Annu Int Conf IEEE Eng Med Biol Soc. 2022 Jul;2022:4101-4104. doi: 10.1109/EMBC48229.2022.9871724.
Motor function evaluation plays an important role in post-stroke rehabilitation. However, the traditional evaluation is subjective and laborious, which may bring a heavy burden to both physicians and stroke survivors. Therefore, an automatic and objective rehabilitation evaluation is needed to minimize the burden of physician, so as to achieve a simplified and objective evaluation process. The main purpose of this study is to investigate the minimum number of tasks for upper-extremity actions in objective assessment of stroke survivors with a Brunnstrom stage (BS) based on wearable sensing device, which can achieve a satisfactory result to reduce the burden of stroke survivors. In this study, we employed 20 stroke survivors and 7 healthy participants, performing three types of daily living activities (drinking, teeth brushing, face washing). The acceleration, angular velocity and surface Electromyography signals on five parts of the forearm were simultaneously acquired. Then, we compared the effects of each action combination under multiple classifiers. The results show that the use of a single action can achieve competitive results compared with multiple action combination classifications, and the use of K nearest neighbor (KNN) algorithm for the average recognition accuracy of face washing action shows better performance, with the highest accuracy reaching 85.65±6.21% (mean ± standard error), 23 of the 27 subjects were accurately classified. These findings indicate that the predominant qualitative assessment after stroke can be supplemented by corresponding quantitative solutions, and that stroke rehabilitation can be automated with less professional therapist involvement.
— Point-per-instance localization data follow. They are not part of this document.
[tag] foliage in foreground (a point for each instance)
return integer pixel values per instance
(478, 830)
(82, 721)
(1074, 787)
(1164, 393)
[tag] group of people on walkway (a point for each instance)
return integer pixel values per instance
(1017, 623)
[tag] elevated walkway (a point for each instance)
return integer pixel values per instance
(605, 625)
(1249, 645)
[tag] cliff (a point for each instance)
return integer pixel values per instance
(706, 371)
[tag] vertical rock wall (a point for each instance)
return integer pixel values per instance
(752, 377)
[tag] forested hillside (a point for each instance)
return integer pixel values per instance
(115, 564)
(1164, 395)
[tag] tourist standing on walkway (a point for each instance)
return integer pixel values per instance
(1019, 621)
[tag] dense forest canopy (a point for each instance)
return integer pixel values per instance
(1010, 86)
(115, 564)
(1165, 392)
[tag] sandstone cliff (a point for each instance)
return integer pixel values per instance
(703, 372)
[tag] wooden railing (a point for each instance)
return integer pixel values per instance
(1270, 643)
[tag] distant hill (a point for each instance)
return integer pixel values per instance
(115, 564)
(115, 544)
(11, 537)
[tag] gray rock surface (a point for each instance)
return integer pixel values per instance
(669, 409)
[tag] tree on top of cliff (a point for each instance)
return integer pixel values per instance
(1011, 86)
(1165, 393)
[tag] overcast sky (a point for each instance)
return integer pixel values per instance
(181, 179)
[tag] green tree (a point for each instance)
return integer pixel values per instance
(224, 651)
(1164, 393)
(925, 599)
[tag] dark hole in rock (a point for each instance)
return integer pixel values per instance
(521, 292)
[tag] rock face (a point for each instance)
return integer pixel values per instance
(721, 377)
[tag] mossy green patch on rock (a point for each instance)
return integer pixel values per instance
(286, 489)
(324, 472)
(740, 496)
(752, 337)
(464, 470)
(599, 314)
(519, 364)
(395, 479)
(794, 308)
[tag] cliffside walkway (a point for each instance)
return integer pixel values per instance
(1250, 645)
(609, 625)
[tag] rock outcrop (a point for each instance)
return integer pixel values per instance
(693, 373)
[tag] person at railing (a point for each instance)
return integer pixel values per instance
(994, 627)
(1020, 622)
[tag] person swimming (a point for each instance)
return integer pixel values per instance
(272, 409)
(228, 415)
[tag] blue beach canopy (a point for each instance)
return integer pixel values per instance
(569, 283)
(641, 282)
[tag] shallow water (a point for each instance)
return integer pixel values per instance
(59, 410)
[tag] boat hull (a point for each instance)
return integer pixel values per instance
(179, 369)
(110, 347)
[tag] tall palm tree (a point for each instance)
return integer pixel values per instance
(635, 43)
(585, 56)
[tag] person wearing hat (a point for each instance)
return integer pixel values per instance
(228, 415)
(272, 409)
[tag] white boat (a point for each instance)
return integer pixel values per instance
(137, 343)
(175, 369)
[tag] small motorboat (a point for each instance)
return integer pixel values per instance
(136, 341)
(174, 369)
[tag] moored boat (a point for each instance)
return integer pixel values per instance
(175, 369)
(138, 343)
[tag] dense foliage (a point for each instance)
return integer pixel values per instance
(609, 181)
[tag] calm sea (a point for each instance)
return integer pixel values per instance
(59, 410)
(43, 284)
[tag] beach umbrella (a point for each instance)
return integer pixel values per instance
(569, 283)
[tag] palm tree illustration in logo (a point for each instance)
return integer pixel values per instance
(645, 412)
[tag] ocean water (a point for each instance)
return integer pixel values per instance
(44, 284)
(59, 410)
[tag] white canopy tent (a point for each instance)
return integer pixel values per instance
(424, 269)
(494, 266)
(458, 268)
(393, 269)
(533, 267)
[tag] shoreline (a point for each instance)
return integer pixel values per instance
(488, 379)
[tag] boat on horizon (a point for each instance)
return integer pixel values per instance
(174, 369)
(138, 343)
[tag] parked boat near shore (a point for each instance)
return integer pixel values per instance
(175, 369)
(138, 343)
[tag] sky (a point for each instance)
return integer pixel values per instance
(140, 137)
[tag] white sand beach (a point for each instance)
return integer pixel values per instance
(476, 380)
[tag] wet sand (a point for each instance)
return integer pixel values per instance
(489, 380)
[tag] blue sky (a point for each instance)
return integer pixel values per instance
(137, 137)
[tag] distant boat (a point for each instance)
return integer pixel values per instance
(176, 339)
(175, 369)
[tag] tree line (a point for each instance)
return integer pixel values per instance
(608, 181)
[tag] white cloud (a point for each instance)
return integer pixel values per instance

运动功能评估在脑卒中康复中起着重要作用。然而,传统的评估方法既主观又费力,可能会给医生和脑卒中幸存者带来沉重的负担。因此,需要一种自动和客观的康复评估方法,以最大限度地减轻医生的负担,从而实现简化和客观的评估过程。本研究的主要目的是探讨基于可穿戴传感设备的脑卒中幸存者 Brunnstrom 阶段(BS)上肢动作的最小任务数,以达到令人满意的结果,减轻脑卒中幸存者的负担。在这项研究中,我们招募了 20 名脑卒中幸存者和 7 名健康参与者,让他们进行三种日常生活活动(喝水、刷牙、洗脸)。同时采集前臂五个部位的加速度、角速度和表面肌电信号。然后,我们比较了在多个分类器下每种动作组合的效果。结果表明,与多动作组合分类相比,单一动作的使用可以达到具有竞争力的结果,而 K 最近邻(KNN)算法对面部清洗动作的平均识别准确率表现出更好的性能,最高准确率达到 85.65±6.21%(平均值±标准误差),27 名受试者中有 23 名被准确分类。这些发现表明,脑卒中后的定性评估可以辅以相应的定量解决方案,并且可以通过减少专业治疗师的参与来实现脑卒中康复的自动化。